Now enter Gray's "Conversion Switching Element Tube" (CSET). This consist of two rods, "connected" trough a spark gap, and concentric with those a grid in the shape of a tube. Now obviously, if you would connect that grid to the open end of a resonating coil, the voltage of the grid would go up and down in the rythm of the coil resonance frequency. However, because any current that could be induced to flow trough the rod in the centre of the tube would flow perpendicular to the tube's surface, the voltage variations of the grid cannot induce a current in the length direction of the rods. In other words: they cannot influence the charge carriers in the driving circuit going trough the rods. However, the other way round is completely different. When the voltage of the centre rod is suddenly risen, that will influence the voltage on the grid, which is just about perfect to drive this high-voltage zero-current terminal of the coil in resonance. In other words: this is in essence a way to drive a half open resonating coil from the other side. The side where the charge carriers are not moving, the side where there is only high voltage but no current. The side you can drive for free from the electric field.
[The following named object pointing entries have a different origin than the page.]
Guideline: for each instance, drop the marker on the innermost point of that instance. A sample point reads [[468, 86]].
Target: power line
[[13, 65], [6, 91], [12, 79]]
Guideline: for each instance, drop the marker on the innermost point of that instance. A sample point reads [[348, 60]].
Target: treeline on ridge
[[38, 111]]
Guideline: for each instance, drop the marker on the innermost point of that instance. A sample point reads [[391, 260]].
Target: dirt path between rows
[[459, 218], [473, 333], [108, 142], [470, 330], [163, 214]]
All it takes to do that is a sudden and sharp rise of the voltage of the rods in the centre at exactly the right moment. It would take little more than a pickup coil around the resonating coil and some circuitry to do that, much like you would normally drive the coil from the other side.
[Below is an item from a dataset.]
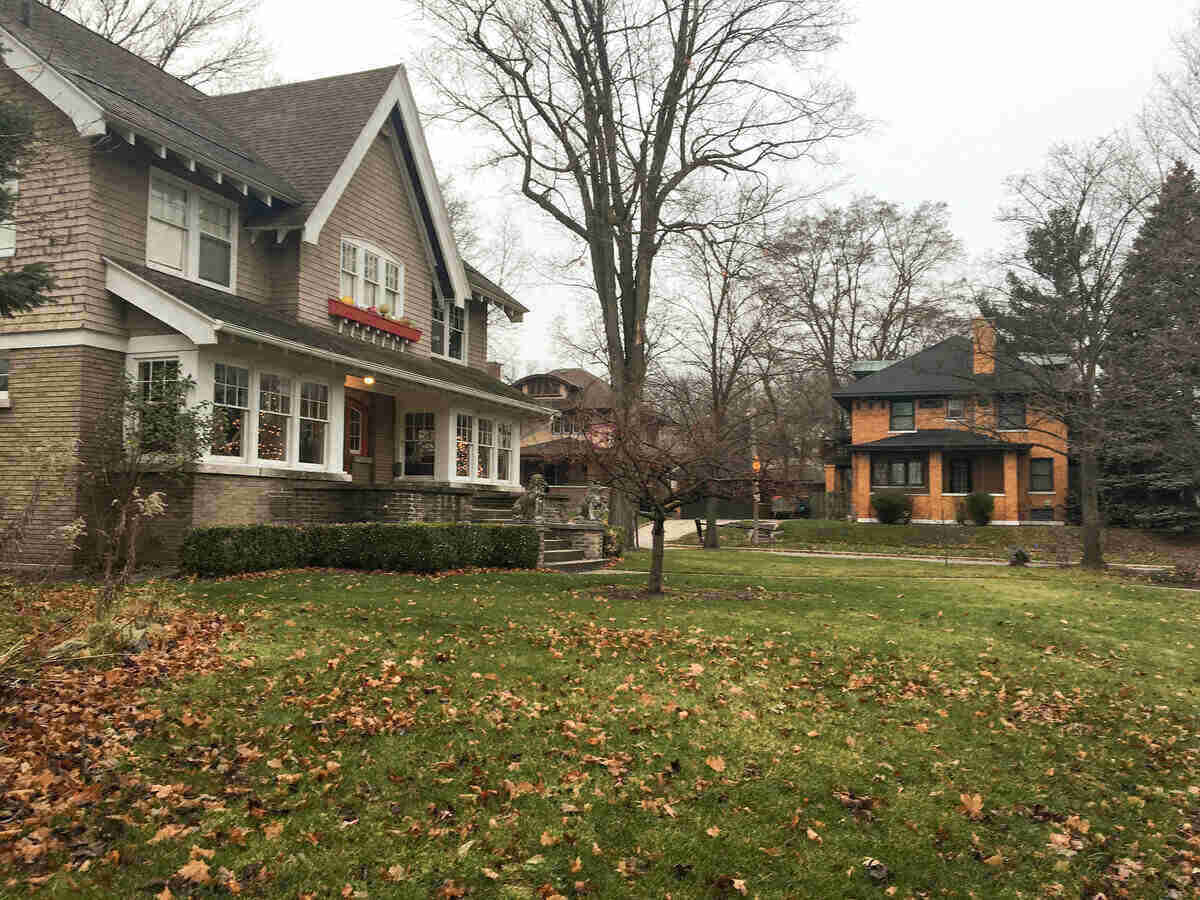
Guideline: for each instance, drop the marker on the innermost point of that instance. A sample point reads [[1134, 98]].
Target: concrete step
[[563, 556]]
But the basic principle for getting free energy is to avoid killing the dipole. As I explain in my article, it is possible to manipulate the electric field for free, so if you can find a way to couple the driving circuit to the circuit that you want to drive by means of only the electric field, you can use the energy from the electric field for free. And that basically means that you don't want to have any charge carriers being exchanged between the driving circuit and the load circuit. And since no charge can flow trough a capacitor, you can do that in principle using a capacitor.
Adding one and one together, it should be possible to drive a (almost) "half open" coil into resonance by driving it from the side where there is high voltage, but no current, by a simple (small) capacitor that should not be an electrolytic capacitor, and feed that with sharp pulses, since these are easily transmitted trough a capacitor. A Bedini kind of coil driving circuit should deliver you just the kind of driving signal you need: a spike, with a sharp rise at the front.
However, at the other side of the coil, there is zero voltage, but high current. In other words: at the other side of the coil we need to have charge carriers available. That is why we have to connect that end of the coil to earth. Plenty of charge carriers there!
And then suddenly it also becomes clear why Tesla's single wire transmission is so interesting. Because if you have the primaries of multiple transformers resonating at their natural resonance frequency, all it takes to extract free energy from the electric field is to connect the "cold" side of these resonators (there where no current flows) to one another....
So, I'm going to experiment with this when I have some time. See the attached schematic. Feel free to do with this whatever you want.